Choć miniony sezon dla polskich skoczków był pod wieloma względami bardzo udany, to w trakcie wieńczącej go rywalizacji w Planicy byli tylko cieniem dla najlepszych.

Niedziela zaczęła się od przełożonego z soboty jednoseryjnego konkursu drużynowego, w którym biało-czerwoni, bez Kamila Stocha w składzie, zajęli dopiero szóste miejsce. W rywalizacji indywidualnej trudno było więc spodziewać się świetnych wyników.

Reklama

Żyle 13. pozycję dały skoki na odległość 226,5 i 230,5 m. 15. miejsce zajął Andrzej Stękała (219 i 222 m), 18. Dawid Kubacki (219 i 216 m), 20. Stoch (216,5 i 206,5 m), 26. Jakub Wolny (212 i 216,5 m), a 29. Klemens Murańka (200,5 i 189 m).

Ten dzień natomiast zdecydowanie należał do Geigera. Najpierw z kolegami z reprezentacji cieszył się z wygranej "drużynówki", a następnie świetną drugą próbą zgarnął wszystko co było do zdobycia.

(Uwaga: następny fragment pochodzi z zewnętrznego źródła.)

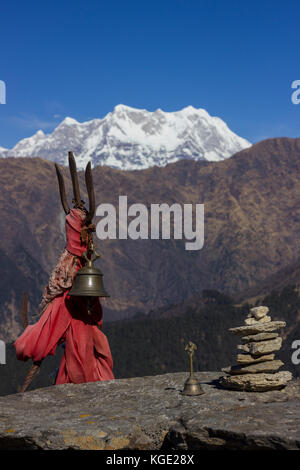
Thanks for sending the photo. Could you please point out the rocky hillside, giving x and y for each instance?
(150, 413)
(252, 225)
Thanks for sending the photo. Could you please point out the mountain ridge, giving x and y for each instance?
(129, 138)
(252, 226)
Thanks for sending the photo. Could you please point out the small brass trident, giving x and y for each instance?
(191, 386)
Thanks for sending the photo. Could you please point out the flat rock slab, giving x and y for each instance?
(261, 347)
(260, 382)
(257, 328)
(248, 359)
(267, 366)
(150, 413)
(258, 337)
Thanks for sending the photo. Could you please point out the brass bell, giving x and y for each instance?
(88, 280)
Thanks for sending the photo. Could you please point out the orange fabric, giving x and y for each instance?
(87, 356)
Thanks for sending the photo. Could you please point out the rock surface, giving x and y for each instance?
(248, 359)
(259, 312)
(258, 337)
(265, 347)
(266, 366)
(259, 382)
(257, 328)
(150, 413)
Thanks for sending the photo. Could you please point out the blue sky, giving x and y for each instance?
(236, 59)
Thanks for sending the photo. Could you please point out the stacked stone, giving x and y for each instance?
(257, 368)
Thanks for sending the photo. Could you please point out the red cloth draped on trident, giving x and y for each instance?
(87, 356)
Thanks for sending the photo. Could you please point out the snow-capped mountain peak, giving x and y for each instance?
(129, 138)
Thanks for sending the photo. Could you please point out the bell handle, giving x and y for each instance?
(94, 253)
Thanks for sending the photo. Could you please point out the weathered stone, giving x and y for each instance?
(261, 367)
(256, 382)
(265, 347)
(253, 321)
(265, 319)
(258, 337)
(257, 328)
(250, 321)
(259, 312)
(243, 347)
(248, 359)
(151, 413)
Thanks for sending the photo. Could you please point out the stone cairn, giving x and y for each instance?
(257, 368)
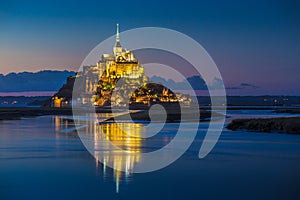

W pierwszej serii Geiger skoczył 231 m i zajmował drugie miejsce. Do prowadzącego Japończyka Ryoyu Kobayashiego (242 m) tracił 10,2 pkt. W finale Niemiec uzyskał 232,5 m, a Kobayashi zaledwie 217. Na trzeciej pozycji uplasował się rodak zwycięzcy - Markus Eisenbichler.

Takie rozstrzygnięcie spowodowało, że Geiger zrównał się w liczbie punktów z Kobayashim w klasyfikacji lotów. Małą Kryształową Kulę zdobył dzięki temu, że wygrał dwa konkursy, a Japończyk jeden.

Wygraną w cyklu Planica 7, który ostatecznie składał się z zaledwie czterech skoków, wzbogacił się o 20 tys. franków szwajcarskich. W nim wyprzedził Kobayashiego o zaledwie 7,6 pkt.

Triumf w klasyfikacji generalnej PŚ 2020/21 zapewnił sobie już wcześniej Halvor Egner Granerud. Norweg był w tym sezonie zdecydowanie najlepszy; wygrał 11 z 25 indywidualnych konkursów. W niedzielę zajął 16. miejsce.

Drugie miejsce w "generalce" zajął Eisenbichler, a trzecie Stoch. Trzykrotny mistrz olimpijski był jednak w fatalnym nastroju po wynikach osiągniętych w Planicy.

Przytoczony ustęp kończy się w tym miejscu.